The guide also highlights some important standalone collections, like the Bill Douglas Cinema Museum and the Hypatia collection. The Bill Douglas Cinema Museum is a treasure trove for anyone interested in the history of film and cinema. It houses an extensive range of artefacts, from early cinema apparatus and memorabilia to film posters and personal papers of filmmakers. This collection is perfect for exploring the evolution of cinematic technology and the cultural impact of film through the ages. 

The Hypatia Rare Books Collection

The Hypatia collection is dedicated to literature by and about women. It’s a huge collection that covers a wide range of topics, from women’s suffrage and feminist theory to women’s contributions in various fields. This collection is invaluable for understanding the historical and ongoing struggles and achievements of women, providing rich primary sources for research on gender studies. You can find out more about the Hypatia collection on the Special Collections’ LibGuides.  
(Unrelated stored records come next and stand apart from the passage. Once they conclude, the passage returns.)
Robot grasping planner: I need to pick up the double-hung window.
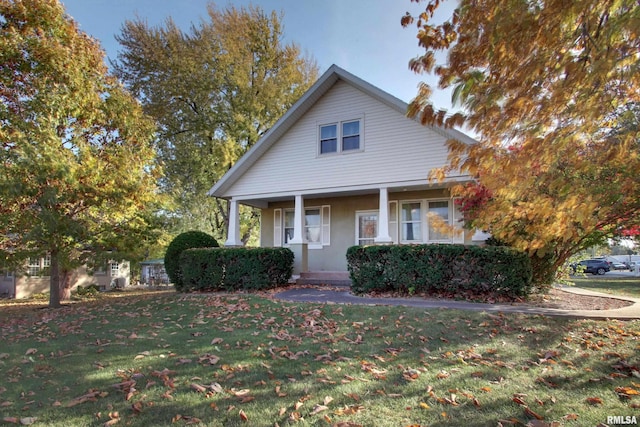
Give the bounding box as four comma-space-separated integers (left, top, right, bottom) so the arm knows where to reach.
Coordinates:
27, 257, 40, 276
319, 120, 362, 154
400, 202, 422, 242
399, 199, 464, 243
111, 262, 120, 277
273, 205, 331, 249
427, 200, 452, 242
Something that cannot be understated is the wealth of resources available at the University’s archives. This project took over 12 weeks and still will only be able to scratch the surface of the research opportunities available in the University’s archives. I highly encourage, at any part of your degree, to have a look at the guide and begin to think about how the University’s collection can be utilised in your work. And, most importantly, going into the collection and seeing some of the incredible archives you have access to while at the University of Exeter.